U.S. authorities recently indicted two individuals for acting on behalf of the Iranian regime and collecting intelligence information about the main Iranian opposition Mujahedin-e-Khalq (MEK).
The MEK, long supported by members of Congress, a stellar list of former U.S. officials, western parliamentarians and international rights activists, is engaged in a decades-long struggle for the establishment of a secular, democratic and non-nuclear representative government in Iran.
It is the first time that the mullahs are brazenly pursuing intelligence operations with the ultimate goal of identifying and assassinating opponents in the United States. But why now?
As popular uprisings in Iran reach critical mass, Tehran finds itself in a do-or-die situation and wants to desperately survive by attacking its most serious alternative.
The MEK has been identified as an existential threat to the regime in Tehran. The political coalition that it is a part of, the National Council of Resistance of Iran (NCRI), is led by a woman, Mrs. Maryam Rajavi, and represents a powerful democratic alternative to a decaying tyranny loathed by the people.
In 1988, finding itself in a similarly precarious position, the regime launched a massacre of political prisoners, killing more than 30,000 MEK sympathizers.
Today, Tehran’s intelligence service conducts a vast propaganda campaign intended to demonize the MEK as a means to dry up international and local support. Tech giants Google and Twitter closed down some of these types of accounts last week. Demonization has failed, which explains why Tehran is now focusing more intensely on physical elimination.

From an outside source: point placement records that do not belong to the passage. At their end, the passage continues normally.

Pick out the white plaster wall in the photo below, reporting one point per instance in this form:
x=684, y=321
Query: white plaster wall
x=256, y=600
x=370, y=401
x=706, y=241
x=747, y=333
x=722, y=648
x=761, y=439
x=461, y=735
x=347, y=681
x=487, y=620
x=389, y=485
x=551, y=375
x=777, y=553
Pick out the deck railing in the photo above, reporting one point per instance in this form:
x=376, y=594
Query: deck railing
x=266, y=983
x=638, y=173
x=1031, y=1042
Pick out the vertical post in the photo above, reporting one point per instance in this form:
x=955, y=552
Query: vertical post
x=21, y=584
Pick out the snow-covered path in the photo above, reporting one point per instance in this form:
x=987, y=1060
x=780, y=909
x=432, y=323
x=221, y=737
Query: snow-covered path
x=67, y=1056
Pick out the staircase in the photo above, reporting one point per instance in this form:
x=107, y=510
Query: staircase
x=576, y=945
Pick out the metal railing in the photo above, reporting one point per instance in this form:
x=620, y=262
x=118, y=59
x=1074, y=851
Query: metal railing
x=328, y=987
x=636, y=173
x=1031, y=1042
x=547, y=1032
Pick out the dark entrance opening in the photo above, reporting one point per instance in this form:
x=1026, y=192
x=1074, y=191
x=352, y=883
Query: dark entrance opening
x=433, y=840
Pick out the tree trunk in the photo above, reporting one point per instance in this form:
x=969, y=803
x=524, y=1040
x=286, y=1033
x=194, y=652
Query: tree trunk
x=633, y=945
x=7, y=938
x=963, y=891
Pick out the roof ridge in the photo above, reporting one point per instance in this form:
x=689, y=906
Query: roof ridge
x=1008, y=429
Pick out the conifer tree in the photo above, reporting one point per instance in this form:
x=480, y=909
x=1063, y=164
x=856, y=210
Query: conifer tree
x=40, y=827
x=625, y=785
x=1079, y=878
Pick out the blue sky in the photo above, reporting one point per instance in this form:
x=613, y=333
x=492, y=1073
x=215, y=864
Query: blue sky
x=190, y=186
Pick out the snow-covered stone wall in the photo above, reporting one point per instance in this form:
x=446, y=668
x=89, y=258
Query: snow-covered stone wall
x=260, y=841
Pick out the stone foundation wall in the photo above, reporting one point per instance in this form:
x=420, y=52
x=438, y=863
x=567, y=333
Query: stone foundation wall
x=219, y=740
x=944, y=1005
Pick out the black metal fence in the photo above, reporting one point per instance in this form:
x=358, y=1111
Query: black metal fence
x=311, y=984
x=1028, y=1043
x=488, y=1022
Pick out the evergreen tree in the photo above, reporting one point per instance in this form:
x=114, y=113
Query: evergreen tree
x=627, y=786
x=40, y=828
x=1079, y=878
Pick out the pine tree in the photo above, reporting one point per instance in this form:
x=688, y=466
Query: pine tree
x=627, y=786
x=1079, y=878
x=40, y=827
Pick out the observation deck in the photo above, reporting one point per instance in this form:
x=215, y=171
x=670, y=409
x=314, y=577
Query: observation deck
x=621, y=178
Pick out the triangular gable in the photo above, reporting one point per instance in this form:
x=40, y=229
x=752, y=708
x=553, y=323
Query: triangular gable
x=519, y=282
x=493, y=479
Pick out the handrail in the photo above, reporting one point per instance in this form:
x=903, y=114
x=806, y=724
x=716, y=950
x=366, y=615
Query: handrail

According to the FBI and affidavits, two prominent activists in the United States, Alireza Jafarzadeh and Ali Safavi, were identified as potential targets of Tehran’s extensive intelligence and terrorism operation.
These disconcerting revelations come on the heels of other terrorist attempts and intelligence operations by the regime in recent months.
The first involved an Iranian diplomat, Asadollah Assadi, and at least two other individuals. German authorities formally accused them of plotting to bomb the Free Iran rally held by the MEK in Paris last June.
The second involved two individuals accused by authorities of terrorism against the group’s members in Albania in March.
The regime is desperately targeting the MEK because it has played a pivotal role in organizing the current nationwide protests.
After the Trump administration withdrew from the flawed Iran nuclear deal, signaling a departure from the decades-old policy of appeasement, Iran’s dissident majority has become more hopeful of moral and political support by Washington.
The MEK is tilting the balance of power in favor of the dissident majority in at least three ways.
First, while the existence of a dissident majority is necessary, it is not sufficient. In order for its aspirations to be materialized, an organized and dedicated movement is required.
In late 2016, when the process of relocation of MEK members from Iraq’s unsafe environment to Europe was completed, the organization found the breathing space to rally and organize anti-regime forces on a much broader scale. It helped transform scattered acts of protest into a nationwide show of opposition.
In December 2017, a year after the relocation, the MEK flexed its muscles and marshaled its pervasive network inside and outside Iran. Tehran’s president Hassan Rouhani appealed to his French counterpart, Emmanuel Macron, to limit the MEK’s activities in France as the instigators of protests in Iran. The regime’s supreme leader, Ali Khamenei, joined the fray, accusing the MEK in a televised speech of having organized the protests “for months,” citing credible intelligence reports.
Second, MEK members have successfully overcome years of terrorism and attacks by the regime and its proxies in Iraq, persevering and willing to pay the ultimate price for liberty. The organization’s perseverance, courage and principled policies have made it a unique role model for the younger generation of dissidents, especially women.
Finally, the MEK is a reliable and responsible alternative without which the dissident majority would find protesting against the regime futile at best because there would be no serious replacement after the regime’s downfall. This explains why the regime is trying to eliminate the MEK: in order to eradicate the prospect of a real alternative at a time of mass uprisings.
The mullahs are desperate, vulnerable and afraid. They are trying to physically harm and eliminate the organizing powerhouse behind the protests and the most viable alternative to their terrorist regime. That is why targeting MEK activists inside the U.S. needs to be taken seriously by American counter-terrorism agencies. Iranian protestors are watching, and so are the mullahs.